If you haven’t had a chance yet, please check out my Young Adult novel, Yeshiva Girl, on Amazon. And if you feel called to write a review of the book, on Amazon, or anywhere else, I’d be honored.

            Yeshiva Girl is about a Jewish teenager on Long Island, named Isabel, though her father calls her Jezebel. Her father has been accused of inappropriate sexual behavior with one of his students, which he denies, but Izzy implicitly believes it’s true. As a result of his problems, her father sends her to a co-ed Orthodox yeshiva for tenth grade, out of the blue, and Izzy and her mother can’t figure out how to prevent it. At Yeshiva, though, Izzy finds that religious people are much more complicated than she had expected. Some, like her father, may use religion as a place to hide, but others search for and find comfort, and community, and even enlightenment. The question is, what will Izzy find?

More Doctors

            For a few weeks, recently, my mother was worried about me. Okay, she’s always worried about me, but more worried than usual, because my blood pressure was high. My blood pressure has been relatively high since December, but my primary care doctor wasn’t especially worried, so I ignored it. But then I went to the gastroenterologist, to finally see about my first colonoscopy, he said I’d need an okay from the cardiologist before he could move forward; so I went to the front desk and made an appointment with a cardiologist in the same office, where the wait is approximately an hour and a half and the doctor generally ignores whatever I say.

            But while I was waiting for that appointment to arrive, my blood pressure (measured on a home blood pressure monitor), kept going up and up, especially the bottom number. And Mom said I couldn’t wait for my scheduled appointment and instead made me an appointment with her own cardiologist, for the next morning.

“I could ignore you without all the waiting!”

            I got up early and grumbled as she drove me to the doctor’s office, and then I grumbled through the tech taking my blood pressure four times, twice on each arm, and then through an especially thorough EKG, and then there was an Echocardiogram in another room and blood tests in a lab down the hall. I was exhausted from the whole ordeal, but I had to go to work afterwards, so I grumbled as much as I could at home and then switched into teacher mode on the drive to the synagogue and tried not to grumble for the rest of the day.

“Unsuccessful, Mommy.”

The next day, after tests showed I didn’t have a blood clot or heart damage, the cardiologist prescribed a diuretic and told me to call my gynecologist to see if she could change or just stop my birth control pills (prescribed for Polycystic Ovarian Syndrome and painful periods), because they could be raising my blood pressure and adding to the risk of blood clots.
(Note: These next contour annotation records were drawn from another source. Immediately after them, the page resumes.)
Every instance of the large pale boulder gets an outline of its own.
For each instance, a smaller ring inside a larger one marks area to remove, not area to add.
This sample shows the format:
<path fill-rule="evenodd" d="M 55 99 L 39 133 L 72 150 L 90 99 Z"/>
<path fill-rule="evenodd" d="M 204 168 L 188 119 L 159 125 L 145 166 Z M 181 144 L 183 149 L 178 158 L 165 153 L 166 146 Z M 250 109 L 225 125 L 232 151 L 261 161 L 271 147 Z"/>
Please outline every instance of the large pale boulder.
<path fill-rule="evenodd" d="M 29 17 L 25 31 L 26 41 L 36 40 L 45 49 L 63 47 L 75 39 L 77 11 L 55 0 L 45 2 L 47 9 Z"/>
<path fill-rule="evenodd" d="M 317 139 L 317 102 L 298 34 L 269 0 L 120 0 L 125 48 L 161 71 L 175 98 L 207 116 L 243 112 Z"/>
            I started the diuretic the next day, and stopped taking the daily birth control pills, and after a week, my blood pressure was back to normal, but I was dizzier than usual, and in more pain and still dealing with all of the other long term issues no one has been able to explain (headaches and dizziness and exhaustion and muscle pain and intermittent walking problems and nausea and belly pain).

            Then I had to go for more blood tests and an echo stress test (which is a beast of a combination, with a treadmill and a thousand wires and a torture device rammed into my rib cage at random intervals), and I was told that my Normetanephrine and Aldosterone numbers were off kilter, both related to the adrenal glands in some way, and a possible cause for the high blood pressure, and I’d need to see an Endocrinologist and a Nephrologist for further testing. No, wait, not an Endocrinologist but a Gastroenterologist, but not the Gastroenterologist doing the colonoscopy…oy. So I had to put off the colonoscopy, which means I’ll have to go for an extra consult closer to the colonoscopy or else the insurance won’t cover it, and then there’s the new Gastroenterologist, who is hopefully the right doctor and not a miscommunication, and then I may still have to go to a Nephrologist, and who knows how many tests and appointments will come from all of that, or if I even have an issue with my adrenal glands, or if it’s at all related to the rest of my symptoms or yet another tangent.

And, yes, I know I have to do all of it, of course. But I’m so tired, and I’m in more pain than I was before, and I still have to teach, and the weather is getting warmer, which makes everything worse, and… I clearly have a whole lot more grumping to do before this is over.

Harrumph.

“Harrumph.”

If you haven’t had a chance yet, please check out my Young Adult novel, Yeshiva Girl, on Amazon. And if you feel called to write a review of the book, on Amazon, or anywhere else, I’d be honored.

            Yeshiva Girl is about a Jewish teenager on Long Island, named Isabel, though her father calls her Jezebel. Her father has been accused of inappropriate sexual behavior with one of his students, which he denies, but Izzy implicitly believes it’s true. As a result of his problems, her father sends her to a co-ed Orthodox yeshiva for tenth grade, out of the blue, and Izzy and her mother can’t figure out how to prevent it. At Yeshiva, though, Izzy finds that religious people are much more complicated than she had expected. Some, like her father, may use religion as a place to hide, but others search for and find comfort, and community, and even enlightenment. The question is, what will Izzy find?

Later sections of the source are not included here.